Get Fit Without Going To The Gym With Combat Conditioning.

Are you interested in adding bodyweight exercises to your exercise program? Do you want another way to get a great workout without going to the gym? Well I have a suggestion for you. At this point you may be asking yourself why you should listen to what I have to say. Well, I’ve spent my entire life exercising. Back when I was a kid it was football and martial arts. As a got older and needed to work for a living, my Journey of the Broke started as a rough framer, the type of carpenter that builds the rough framing for the exterior and interior walls, floors, and roofs of wood-framed buildings. After a few years of that I moved on to the family business of a career firefighter. As you can tell from my life history I have chosen paths that require me to be fit. I know what I’m talking about…and I’m not talking about Show Muscle…I’m talking about GO MUSCLE!

You see, weight training can give you strength, cardio training can give you endurance. But Combat Conditioning gives you both at the same time. I decided to add Combat Conditioning about 7 years ago when I found Matt Furey’s program. Now, I’m not going to say I just use his program! Why not? Because fitness is about using all the tools available to you to trick your body! Believe it or not, your body gets into a rut when you just train one way. It develops a memory of it’s own when you train and learns to expect what output is necessary in response to the stimulus it is receiving. To really improve and be fit you need to mix it up! I use many different programs (I’ll be adding more reviews on those later) to trick my body into responding to different stimuli so it doesn’t get into a rut. Combat Conditioning is a great addition to the workout toolbox!
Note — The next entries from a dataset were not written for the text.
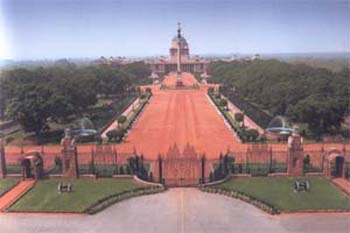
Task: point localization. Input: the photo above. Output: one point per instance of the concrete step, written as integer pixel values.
(15, 193)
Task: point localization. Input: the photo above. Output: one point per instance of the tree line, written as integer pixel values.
(33, 96)
(316, 96)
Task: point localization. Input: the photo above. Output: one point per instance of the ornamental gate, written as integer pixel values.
(181, 169)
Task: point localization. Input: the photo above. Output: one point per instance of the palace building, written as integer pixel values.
(164, 65)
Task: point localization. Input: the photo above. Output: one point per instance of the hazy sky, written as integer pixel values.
(36, 29)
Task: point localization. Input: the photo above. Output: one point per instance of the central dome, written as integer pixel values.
(176, 40)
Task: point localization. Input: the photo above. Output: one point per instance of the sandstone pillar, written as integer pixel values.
(295, 154)
(3, 170)
(69, 156)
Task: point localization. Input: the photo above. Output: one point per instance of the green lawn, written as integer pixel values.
(278, 192)
(6, 185)
(44, 197)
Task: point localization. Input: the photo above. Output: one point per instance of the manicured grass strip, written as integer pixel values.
(278, 192)
(44, 197)
(6, 185)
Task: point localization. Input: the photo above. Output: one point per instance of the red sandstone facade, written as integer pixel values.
(164, 65)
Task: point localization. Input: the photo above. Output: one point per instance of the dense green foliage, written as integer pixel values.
(6, 185)
(279, 193)
(38, 95)
(317, 97)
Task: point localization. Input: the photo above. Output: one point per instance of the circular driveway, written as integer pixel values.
(176, 210)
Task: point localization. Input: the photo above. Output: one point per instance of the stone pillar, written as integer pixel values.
(69, 156)
(295, 154)
(3, 170)
(160, 169)
(203, 169)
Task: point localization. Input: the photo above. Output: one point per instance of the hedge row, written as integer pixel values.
(136, 112)
(244, 197)
(112, 199)
(228, 117)
(255, 113)
(129, 122)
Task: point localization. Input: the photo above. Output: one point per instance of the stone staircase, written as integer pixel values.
(343, 184)
(15, 193)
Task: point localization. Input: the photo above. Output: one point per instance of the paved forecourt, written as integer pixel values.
(180, 117)
(176, 211)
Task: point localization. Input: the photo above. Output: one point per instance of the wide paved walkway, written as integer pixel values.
(15, 193)
(176, 211)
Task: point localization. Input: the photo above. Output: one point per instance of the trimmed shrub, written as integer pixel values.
(239, 117)
(121, 119)
(252, 134)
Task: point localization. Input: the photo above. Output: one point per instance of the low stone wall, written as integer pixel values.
(243, 197)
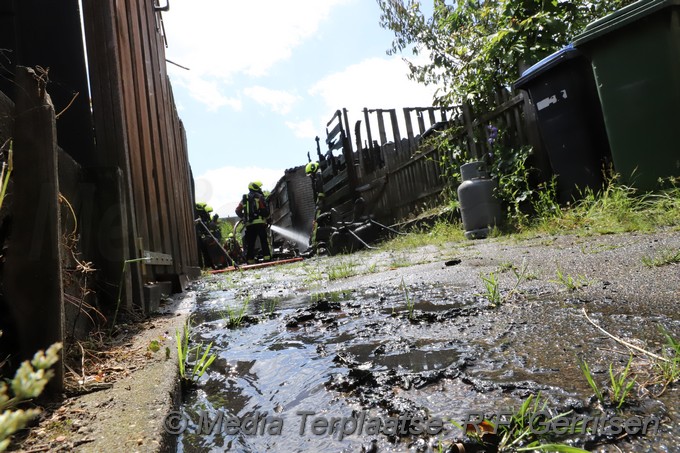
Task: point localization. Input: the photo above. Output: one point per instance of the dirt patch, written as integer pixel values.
(117, 400)
(414, 334)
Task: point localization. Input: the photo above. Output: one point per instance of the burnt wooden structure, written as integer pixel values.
(388, 164)
(98, 220)
(292, 203)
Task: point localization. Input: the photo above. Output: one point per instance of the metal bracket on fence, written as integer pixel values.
(158, 259)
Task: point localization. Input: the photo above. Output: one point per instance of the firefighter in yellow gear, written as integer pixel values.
(254, 212)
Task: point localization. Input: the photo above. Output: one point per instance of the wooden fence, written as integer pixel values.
(394, 174)
(102, 216)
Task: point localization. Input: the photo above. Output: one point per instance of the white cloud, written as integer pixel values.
(207, 92)
(373, 83)
(223, 187)
(376, 83)
(303, 129)
(279, 101)
(218, 40)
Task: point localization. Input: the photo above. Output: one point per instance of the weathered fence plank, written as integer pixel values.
(32, 272)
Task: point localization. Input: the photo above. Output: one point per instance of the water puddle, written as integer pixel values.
(298, 366)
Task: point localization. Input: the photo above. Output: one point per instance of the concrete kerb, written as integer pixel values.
(129, 417)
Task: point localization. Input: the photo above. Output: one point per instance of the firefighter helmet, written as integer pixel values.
(311, 168)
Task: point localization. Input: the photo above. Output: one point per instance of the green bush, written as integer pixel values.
(28, 383)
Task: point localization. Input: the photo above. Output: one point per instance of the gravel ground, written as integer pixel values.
(619, 292)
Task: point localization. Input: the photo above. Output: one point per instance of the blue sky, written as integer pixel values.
(265, 77)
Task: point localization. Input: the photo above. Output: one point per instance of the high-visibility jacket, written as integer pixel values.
(253, 208)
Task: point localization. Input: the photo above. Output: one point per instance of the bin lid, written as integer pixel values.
(566, 53)
(622, 17)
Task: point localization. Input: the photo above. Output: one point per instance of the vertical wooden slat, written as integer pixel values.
(32, 272)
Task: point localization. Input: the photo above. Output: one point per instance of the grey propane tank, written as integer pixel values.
(479, 207)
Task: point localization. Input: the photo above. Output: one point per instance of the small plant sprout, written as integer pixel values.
(202, 358)
(621, 384)
(585, 369)
(28, 383)
(492, 290)
(663, 258)
(492, 283)
(233, 317)
(668, 370)
(570, 282)
(519, 429)
(410, 304)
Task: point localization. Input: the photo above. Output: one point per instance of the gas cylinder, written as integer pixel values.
(479, 207)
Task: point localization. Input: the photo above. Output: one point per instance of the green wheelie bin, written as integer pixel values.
(635, 56)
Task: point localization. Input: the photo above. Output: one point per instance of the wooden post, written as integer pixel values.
(33, 285)
(409, 128)
(467, 118)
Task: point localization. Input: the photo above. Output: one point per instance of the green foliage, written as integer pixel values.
(233, 316)
(520, 431)
(476, 49)
(620, 384)
(668, 370)
(154, 346)
(28, 382)
(343, 269)
(585, 369)
(6, 171)
(202, 358)
(410, 303)
(492, 291)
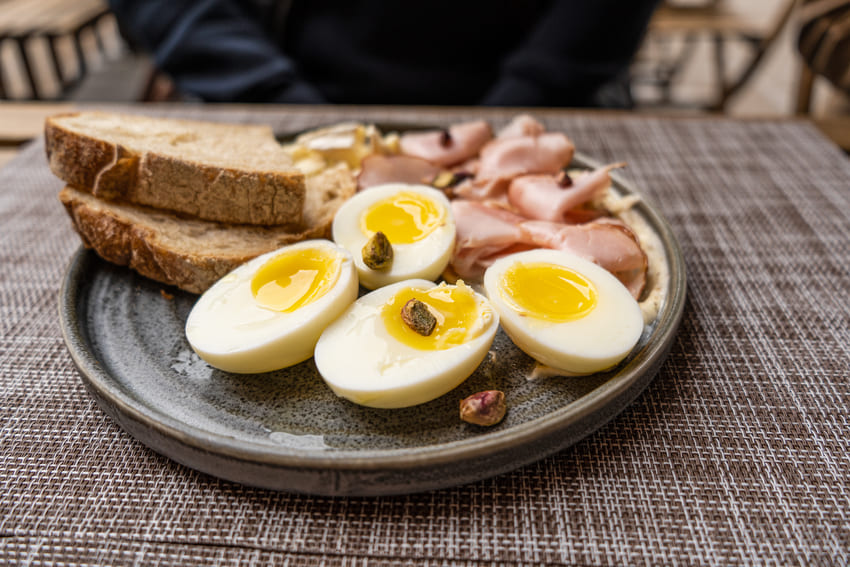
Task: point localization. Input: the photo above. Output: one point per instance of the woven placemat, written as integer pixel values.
(738, 452)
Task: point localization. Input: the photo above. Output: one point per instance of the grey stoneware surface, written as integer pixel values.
(286, 430)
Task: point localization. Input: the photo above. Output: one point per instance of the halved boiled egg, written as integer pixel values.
(564, 311)
(372, 356)
(416, 219)
(269, 312)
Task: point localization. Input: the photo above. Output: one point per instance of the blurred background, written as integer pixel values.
(731, 57)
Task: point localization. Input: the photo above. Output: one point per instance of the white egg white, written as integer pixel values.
(229, 330)
(593, 343)
(425, 259)
(362, 362)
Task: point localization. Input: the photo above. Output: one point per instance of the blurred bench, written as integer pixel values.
(25, 22)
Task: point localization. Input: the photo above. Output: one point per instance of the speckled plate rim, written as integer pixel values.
(546, 434)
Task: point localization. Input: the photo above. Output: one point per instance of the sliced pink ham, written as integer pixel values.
(606, 242)
(544, 197)
(484, 234)
(377, 169)
(520, 155)
(522, 125)
(447, 147)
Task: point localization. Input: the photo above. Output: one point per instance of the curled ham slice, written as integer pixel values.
(502, 159)
(484, 234)
(377, 169)
(509, 157)
(447, 147)
(522, 125)
(606, 242)
(488, 232)
(542, 197)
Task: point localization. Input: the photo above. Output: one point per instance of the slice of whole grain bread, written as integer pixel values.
(231, 173)
(189, 253)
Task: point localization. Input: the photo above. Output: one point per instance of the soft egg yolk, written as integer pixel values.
(294, 279)
(404, 218)
(454, 307)
(547, 291)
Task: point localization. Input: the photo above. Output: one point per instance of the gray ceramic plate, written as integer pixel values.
(285, 430)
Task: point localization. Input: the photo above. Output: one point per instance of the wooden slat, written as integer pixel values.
(6, 155)
(20, 122)
(48, 17)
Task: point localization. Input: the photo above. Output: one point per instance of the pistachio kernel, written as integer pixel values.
(378, 252)
(563, 179)
(443, 179)
(484, 408)
(446, 139)
(418, 317)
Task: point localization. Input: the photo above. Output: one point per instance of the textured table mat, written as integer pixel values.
(738, 452)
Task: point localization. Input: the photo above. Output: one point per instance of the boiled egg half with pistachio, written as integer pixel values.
(381, 352)
(417, 233)
(564, 311)
(268, 313)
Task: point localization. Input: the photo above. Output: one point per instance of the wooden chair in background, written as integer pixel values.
(678, 27)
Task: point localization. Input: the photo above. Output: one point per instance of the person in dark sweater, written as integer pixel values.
(440, 52)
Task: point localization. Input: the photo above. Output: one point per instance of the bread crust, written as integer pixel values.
(188, 253)
(113, 171)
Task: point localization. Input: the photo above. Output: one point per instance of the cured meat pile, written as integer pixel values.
(511, 191)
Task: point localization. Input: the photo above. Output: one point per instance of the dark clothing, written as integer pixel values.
(496, 52)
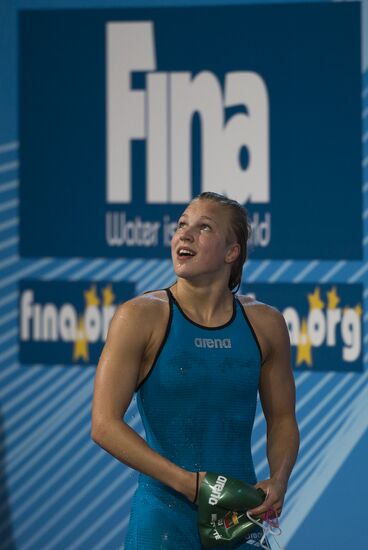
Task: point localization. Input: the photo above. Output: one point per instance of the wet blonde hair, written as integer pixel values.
(240, 228)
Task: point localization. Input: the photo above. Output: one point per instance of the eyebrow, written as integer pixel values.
(201, 217)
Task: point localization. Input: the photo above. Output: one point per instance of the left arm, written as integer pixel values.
(277, 393)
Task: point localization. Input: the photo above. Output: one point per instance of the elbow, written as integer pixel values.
(98, 432)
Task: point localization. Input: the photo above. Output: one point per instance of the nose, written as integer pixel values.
(186, 234)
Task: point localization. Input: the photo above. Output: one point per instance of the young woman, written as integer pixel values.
(196, 354)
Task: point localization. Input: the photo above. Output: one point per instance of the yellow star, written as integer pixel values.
(333, 299)
(304, 354)
(315, 301)
(81, 342)
(91, 297)
(108, 296)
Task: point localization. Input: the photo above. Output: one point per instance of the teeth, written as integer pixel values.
(185, 252)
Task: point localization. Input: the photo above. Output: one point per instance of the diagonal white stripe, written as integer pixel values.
(332, 458)
(26, 271)
(305, 271)
(13, 203)
(87, 269)
(38, 429)
(256, 273)
(21, 375)
(8, 353)
(299, 405)
(59, 270)
(333, 420)
(358, 274)
(11, 297)
(9, 243)
(307, 419)
(11, 334)
(8, 224)
(9, 261)
(284, 267)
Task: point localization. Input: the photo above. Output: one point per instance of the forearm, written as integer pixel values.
(121, 441)
(282, 448)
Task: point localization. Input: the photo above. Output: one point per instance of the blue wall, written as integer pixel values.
(58, 489)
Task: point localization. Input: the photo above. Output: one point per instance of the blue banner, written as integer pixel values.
(127, 114)
(324, 323)
(64, 322)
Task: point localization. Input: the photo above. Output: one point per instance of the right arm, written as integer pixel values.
(117, 376)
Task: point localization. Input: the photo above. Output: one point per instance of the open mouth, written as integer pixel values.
(185, 252)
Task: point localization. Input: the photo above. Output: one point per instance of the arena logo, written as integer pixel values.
(212, 343)
(48, 322)
(161, 114)
(325, 324)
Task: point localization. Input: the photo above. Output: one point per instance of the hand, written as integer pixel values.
(275, 493)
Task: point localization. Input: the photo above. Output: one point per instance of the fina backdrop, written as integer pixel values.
(115, 114)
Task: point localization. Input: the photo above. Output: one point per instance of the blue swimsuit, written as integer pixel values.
(197, 406)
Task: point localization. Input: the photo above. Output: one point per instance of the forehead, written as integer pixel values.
(205, 208)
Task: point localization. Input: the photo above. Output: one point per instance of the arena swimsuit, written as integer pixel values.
(197, 405)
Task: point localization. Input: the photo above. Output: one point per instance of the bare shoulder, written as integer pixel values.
(143, 314)
(260, 310)
(267, 322)
(151, 303)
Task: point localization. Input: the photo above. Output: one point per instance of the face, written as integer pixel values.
(200, 245)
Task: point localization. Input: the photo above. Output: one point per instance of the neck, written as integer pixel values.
(208, 302)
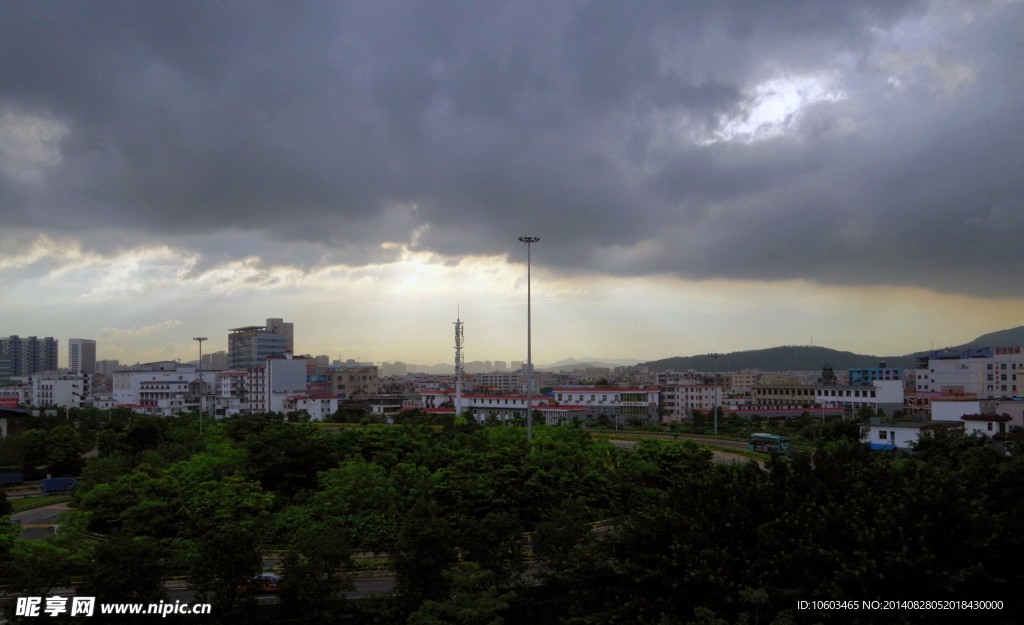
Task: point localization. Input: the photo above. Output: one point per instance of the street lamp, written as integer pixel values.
(529, 241)
(200, 340)
(715, 382)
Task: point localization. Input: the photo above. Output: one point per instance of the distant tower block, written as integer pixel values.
(459, 362)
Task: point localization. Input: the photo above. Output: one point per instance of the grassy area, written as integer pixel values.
(37, 502)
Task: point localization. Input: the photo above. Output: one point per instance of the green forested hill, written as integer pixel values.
(790, 358)
(808, 358)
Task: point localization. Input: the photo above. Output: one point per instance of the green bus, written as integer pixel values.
(769, 444)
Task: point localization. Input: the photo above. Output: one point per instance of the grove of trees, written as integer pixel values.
(477, 527)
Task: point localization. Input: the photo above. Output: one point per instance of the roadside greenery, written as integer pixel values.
(478, 528)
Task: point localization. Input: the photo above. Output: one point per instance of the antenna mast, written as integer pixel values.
(458, 367)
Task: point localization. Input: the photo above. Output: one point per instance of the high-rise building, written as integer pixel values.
(108, 367)
(30, 355)
(279, 327)
(82, 356)
(250, 345)
(216, 361)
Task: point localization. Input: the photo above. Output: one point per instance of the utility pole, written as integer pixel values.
(529, 241)
(200, 340)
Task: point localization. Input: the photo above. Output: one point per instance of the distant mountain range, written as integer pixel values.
(807, 358)
(786, 358)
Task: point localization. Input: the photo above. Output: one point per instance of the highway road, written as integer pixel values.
(36, 523)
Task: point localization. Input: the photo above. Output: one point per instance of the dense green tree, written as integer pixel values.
(424, 551)
(475, 599)
(126, 570)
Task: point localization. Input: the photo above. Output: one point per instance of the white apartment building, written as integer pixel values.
(318, 409)
(499, 382)
(679, 401)
(882, 394)
(285, 376)
(984, 373)
(164, 388)
(902, 435)
(57, 389)
(639, 404)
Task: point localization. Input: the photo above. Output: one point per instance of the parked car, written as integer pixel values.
(264, 582)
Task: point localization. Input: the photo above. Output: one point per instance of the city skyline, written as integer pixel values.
(702, 176)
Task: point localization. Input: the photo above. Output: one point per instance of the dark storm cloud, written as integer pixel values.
(331, 127)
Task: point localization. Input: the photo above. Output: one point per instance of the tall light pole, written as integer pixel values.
(715, 382)
(529, 241)
(200, 340)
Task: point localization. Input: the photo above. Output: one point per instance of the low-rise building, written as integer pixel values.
(902, 434)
Probably the best reason to use Combat Conditioning is that it is not only really powerful but also extremely portable. You can do the Royal Court anywhere and in minutes have completed a great workout that leaves you exhausted and dripping in sweat. All you need is your own bodyweight to do the exercises. Add in the Magnificent Seven and you’re just done for the day. Better have some rehab planned and some protein ready.

The Royal Court and the Magnificent Seven are just two of the workouts in Combat Conditioning. There are many other exercises in the program that you can add in or substitute, all of them just using your bodyweight for the resistance. The possible combinations are endless.

Combat Conditioning is available in book or DVDs. I highly recommend the DVD format. The books are next to useless except for cheap gifts to your friends. The DVDs are available now for only $67. The set usually goes for $100 or more so I would say if you are interested in adding more options to your workout toolbox now would be the time to get this program!

Suggestions for Burning Fat Fast at the Gym with Power Cardio

To successfully blend power training and cardio is to select the appropriate work-out routines. Power-based exercises have explosive makeup that let the workout give diverse output compared to body building programs.

Training with Power Cardio uses up more of your body fat and also burns additional calories than other exercises because it utilizes speedy repetitions. Also, it limits the rest time between sets to less than twenty seconds. These will help maintain the high intensity cardio and fat-burning levels of the work-out. Following this custom is significant, as it maintains the intensity but makes up for break to prevent injury. y.

To begin, decide five of the actions and then do two sets of each. As your power rises, you can begin doing more sets. For top returns, you need to do Power Cardio two to four times weekly. Common Power Cardio workout routines include the band sprint, jump squat, power push ups, power lunge and the power clean.

For Band Sprints, affix 2 resistance bands to a strong support structure. Facing away from the structure, grip the bands in front of you at shoulder height and then dart straight forward as hard as you are able to, before coming back to the starting point.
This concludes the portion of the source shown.